3. Hukuk Dairesi 2016/20335 E. , 2018/7076 K.
"İçtihat Metni"MAHKEMESİ :TİCARET MAHKEMESİ
Taraflar arasındaki itirazın iptali davasının mahkemece yapılan yargılaması sonucunda, davanın kısmen kabulüne yönelik olarak verilen kararın, süresi içinde davalı tarafından temyiz edilmesi üzerine; temyiz dilekçesinin kabulüne karar verildikten sonra, dosya içerisindeki kağıtlar okunup gereği düşünüldü:
Y A R G I T A Y K A R A R I
Davacı vekili, taraflar arasında abonelik sözleşmesinin imzalandığını, aboneliğe ait 2010 yılının 4-6-8-10-12 dönemlerine ilişkin ödenmeyen faturaların tahsili için ... 1. İcra Müdürlüğünün 2013/5193 E sayılı dosyası ile yapılan takibe davalının haksız ve kötü niyetli itiraz ettiğini belirterek itirazının iptali ile takibin devamına, alacağın %20’sinden az olmamak üzere icra inkar tazminatına hükmedilmesine karar verilmesini talep ve dava etmiştir.

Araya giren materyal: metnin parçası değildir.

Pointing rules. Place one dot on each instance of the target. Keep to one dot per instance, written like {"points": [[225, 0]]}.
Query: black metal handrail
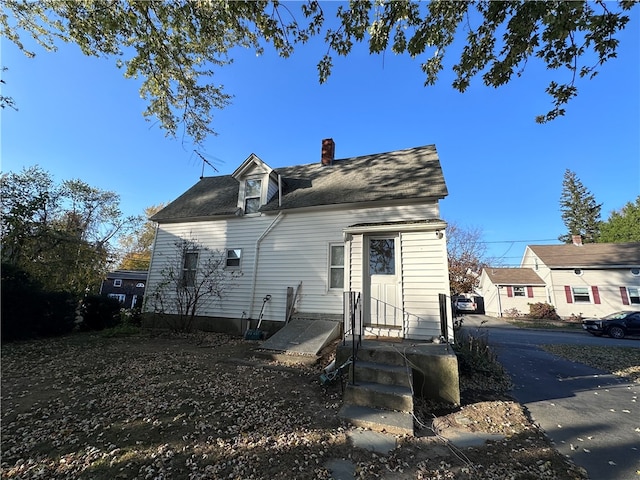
{"points": [[353, 326]]}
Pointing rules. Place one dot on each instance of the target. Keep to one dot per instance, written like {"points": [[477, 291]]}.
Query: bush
{"points": [[28, 311], [99, 312], [512, 313], [474, 353], [543, 311]]}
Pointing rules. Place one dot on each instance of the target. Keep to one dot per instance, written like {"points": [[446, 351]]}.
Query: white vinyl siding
{"points": [[294, 251], [336, 266], [424, 277]]}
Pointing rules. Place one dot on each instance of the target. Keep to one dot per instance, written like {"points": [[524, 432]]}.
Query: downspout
{"points": [[256, 258], [153, 251]]}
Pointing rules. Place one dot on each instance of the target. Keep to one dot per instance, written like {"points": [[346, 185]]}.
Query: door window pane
{"points": [[336, 274], [382, 256]]}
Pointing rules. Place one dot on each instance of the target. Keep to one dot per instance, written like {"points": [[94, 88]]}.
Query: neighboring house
{"points": [[368, 224], [127, 286], [506, 289], [588, 280]]}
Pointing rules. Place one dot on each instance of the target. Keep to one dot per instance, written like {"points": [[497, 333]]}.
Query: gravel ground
{"points": [[204, 407]]}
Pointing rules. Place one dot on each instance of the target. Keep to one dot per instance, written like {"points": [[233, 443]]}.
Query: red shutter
{"points": [[623, 294], [596, 295], [568, 294]]}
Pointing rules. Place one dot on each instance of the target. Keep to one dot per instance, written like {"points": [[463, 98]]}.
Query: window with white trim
{"points": [[634, 295], [233, 257], [189, 265], [252, 194], [519, 292], [336, 266], [581, 294], [118, 296]]}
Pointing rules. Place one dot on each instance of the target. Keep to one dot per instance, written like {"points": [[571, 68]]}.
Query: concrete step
{"points": [[381, 354], [377, 395], [382, 373], [399, 423]]}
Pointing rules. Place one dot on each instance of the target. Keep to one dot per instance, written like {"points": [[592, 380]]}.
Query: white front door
{"points": [[384, 295]]}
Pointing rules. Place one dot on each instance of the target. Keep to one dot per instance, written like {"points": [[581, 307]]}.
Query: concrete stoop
{"points": [[381, 398]]}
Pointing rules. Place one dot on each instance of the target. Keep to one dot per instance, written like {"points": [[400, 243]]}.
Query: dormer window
{"points": [[252, 194], [258, 183]]}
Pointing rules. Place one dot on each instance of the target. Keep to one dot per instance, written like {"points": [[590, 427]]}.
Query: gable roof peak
{"points": [[252, 161]]}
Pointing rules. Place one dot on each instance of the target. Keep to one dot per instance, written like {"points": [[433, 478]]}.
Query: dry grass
{"points": [[151, 407], [621, 361]]}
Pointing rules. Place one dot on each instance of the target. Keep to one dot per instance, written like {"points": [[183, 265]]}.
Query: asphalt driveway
{"points": [[591, 416]]}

Davalı, davaya cevap vermemiştir.
Mahkemece, davalının ... 1. İcra Müdürlüğü"nün 2013/5193 E sayılı icra takibine konu olan 5.289,30 TL asıl alacak, 1.988,89 TL gecikme cezasına yapmış olduğu itirazın iptaline, fazlaya ilişkin 357,99 TL istemin reddine, davacı yararına itirazın iptal edilen kısmı olarak hesaplanan % 20 icra inkar tazminatı olan 1.457,63 TL’nin verilmesine karar verilmiş, hüküm davalı tarafından temyiz edilmiştir.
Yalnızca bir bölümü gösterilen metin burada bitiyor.